The dark deepened as they headed into the forest. Ancient conifers towered over them, blocking out the moon. Adrian allowed his senses to guide him. The nearest town of Benevolence was five miles northwest. He smiled to himself. It was the perfect town for a stolen new beginning.
He stopped after a while and opened his mind's eye for guidance on which way to go.
"Father, how much further?" Caleb called. "Some of the younger females are struggling."
Caleb's dark eyes stung him through the mi
st that rose up from the forest floor. How he wanted a son like himself, instead of one so like his wife. All that sadness and longing in her eyes, the day he'd left her to die in the well. That pity.
"Two more miles. Arrange for some of the others to take on the baggage of those in need."
"Can't we stop for a bit and rest?" His people grumbled audibly. They looked wet and tired, a sea of gray flowing down from him. Such weakness. He would have to drive that out.
And he would breed another to take Caleb's place. He already had a female in mind for the job. She smiled at him in the crowd, holding the promise of submission. But time was running out to groom a new son.

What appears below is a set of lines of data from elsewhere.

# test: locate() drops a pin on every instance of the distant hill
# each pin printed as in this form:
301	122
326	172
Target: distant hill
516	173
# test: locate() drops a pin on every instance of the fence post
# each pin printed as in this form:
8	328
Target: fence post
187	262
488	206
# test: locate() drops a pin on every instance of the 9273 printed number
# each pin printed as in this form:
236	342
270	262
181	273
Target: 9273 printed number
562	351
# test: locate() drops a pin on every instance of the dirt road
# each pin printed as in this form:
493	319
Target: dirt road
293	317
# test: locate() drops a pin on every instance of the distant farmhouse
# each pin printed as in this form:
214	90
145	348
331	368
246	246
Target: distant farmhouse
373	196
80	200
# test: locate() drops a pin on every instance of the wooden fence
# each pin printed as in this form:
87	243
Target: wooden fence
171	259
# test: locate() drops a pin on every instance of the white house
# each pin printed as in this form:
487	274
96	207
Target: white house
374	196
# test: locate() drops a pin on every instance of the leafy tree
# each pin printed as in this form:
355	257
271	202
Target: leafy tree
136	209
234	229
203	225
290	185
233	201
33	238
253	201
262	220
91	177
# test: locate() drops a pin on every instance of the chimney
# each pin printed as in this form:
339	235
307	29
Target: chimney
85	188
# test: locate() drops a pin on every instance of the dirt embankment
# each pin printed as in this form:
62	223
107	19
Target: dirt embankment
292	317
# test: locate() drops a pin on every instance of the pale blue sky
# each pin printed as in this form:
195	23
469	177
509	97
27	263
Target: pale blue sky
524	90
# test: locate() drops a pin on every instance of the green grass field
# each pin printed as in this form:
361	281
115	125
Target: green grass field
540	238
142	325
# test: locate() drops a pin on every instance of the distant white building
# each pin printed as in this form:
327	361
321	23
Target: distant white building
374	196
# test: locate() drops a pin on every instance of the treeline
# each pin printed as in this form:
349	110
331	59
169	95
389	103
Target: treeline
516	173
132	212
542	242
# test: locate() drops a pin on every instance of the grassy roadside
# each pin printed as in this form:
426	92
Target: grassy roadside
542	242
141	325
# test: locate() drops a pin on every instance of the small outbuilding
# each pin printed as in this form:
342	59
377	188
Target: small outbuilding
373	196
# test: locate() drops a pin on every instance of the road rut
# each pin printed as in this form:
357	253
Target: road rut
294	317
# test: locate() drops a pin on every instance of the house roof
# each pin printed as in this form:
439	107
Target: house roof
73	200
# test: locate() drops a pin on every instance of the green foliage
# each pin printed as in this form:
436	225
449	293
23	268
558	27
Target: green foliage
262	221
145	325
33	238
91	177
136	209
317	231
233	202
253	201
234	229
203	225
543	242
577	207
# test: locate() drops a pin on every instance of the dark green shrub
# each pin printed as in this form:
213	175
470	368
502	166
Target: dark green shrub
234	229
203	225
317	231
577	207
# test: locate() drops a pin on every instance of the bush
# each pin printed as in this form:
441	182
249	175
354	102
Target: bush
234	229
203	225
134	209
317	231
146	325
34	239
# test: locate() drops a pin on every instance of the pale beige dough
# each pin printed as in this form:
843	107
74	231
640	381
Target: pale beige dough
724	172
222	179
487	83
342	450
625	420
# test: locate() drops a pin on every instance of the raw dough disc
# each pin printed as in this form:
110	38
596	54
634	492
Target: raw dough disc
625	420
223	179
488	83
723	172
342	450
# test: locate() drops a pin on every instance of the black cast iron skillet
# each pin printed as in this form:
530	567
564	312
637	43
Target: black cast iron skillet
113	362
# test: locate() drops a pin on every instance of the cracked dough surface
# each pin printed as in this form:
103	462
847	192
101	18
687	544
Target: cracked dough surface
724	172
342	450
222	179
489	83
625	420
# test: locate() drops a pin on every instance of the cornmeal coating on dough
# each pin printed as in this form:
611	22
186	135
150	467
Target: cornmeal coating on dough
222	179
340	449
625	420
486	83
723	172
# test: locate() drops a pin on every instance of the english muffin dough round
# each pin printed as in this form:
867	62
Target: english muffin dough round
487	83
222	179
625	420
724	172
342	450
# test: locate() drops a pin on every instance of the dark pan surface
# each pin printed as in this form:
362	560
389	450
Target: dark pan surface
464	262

"We do not stop." Adrian's voice rose over the line of people before him. "You all took the oath to come here. Hard work lies before us in breeding our new community. Understood?"
He didn't wait for a response but turned around and plunged faster through the woods. His people followed in silence, as he knew they would. If they didn't they knew the consequences. As did Caleb. His son had no special privilege here.
At last Adrian stepped out onto a paved road. It stretched far into the distance, where welcoming lights beckoned them across the final mile. They reached the main intersection of town. A car flashed by, radio blaring. Faces stared out at them. He realized how out of place they looked, this robed group out late at night. He motioned for his people to follow him single file down the sidewalk. A handful of people sat behind windows drinking. They pointed at Adrian and his people as they walked by. "Gillian's Bar" flashed in neon green above the doorway in the late evening hours. A man and woman, heading into the bar, stepped back from the sidewalk to watch them pass. Freaks, he heard the man say. Adrian erased the memory of the encounter from these strangers' minds in the seconds it took to pass them.
"Father," Caleb hissed in his ear. "Where are we going?"
A large building rose at the far end of a parking lot. "Ray's Lots" blinked over and over.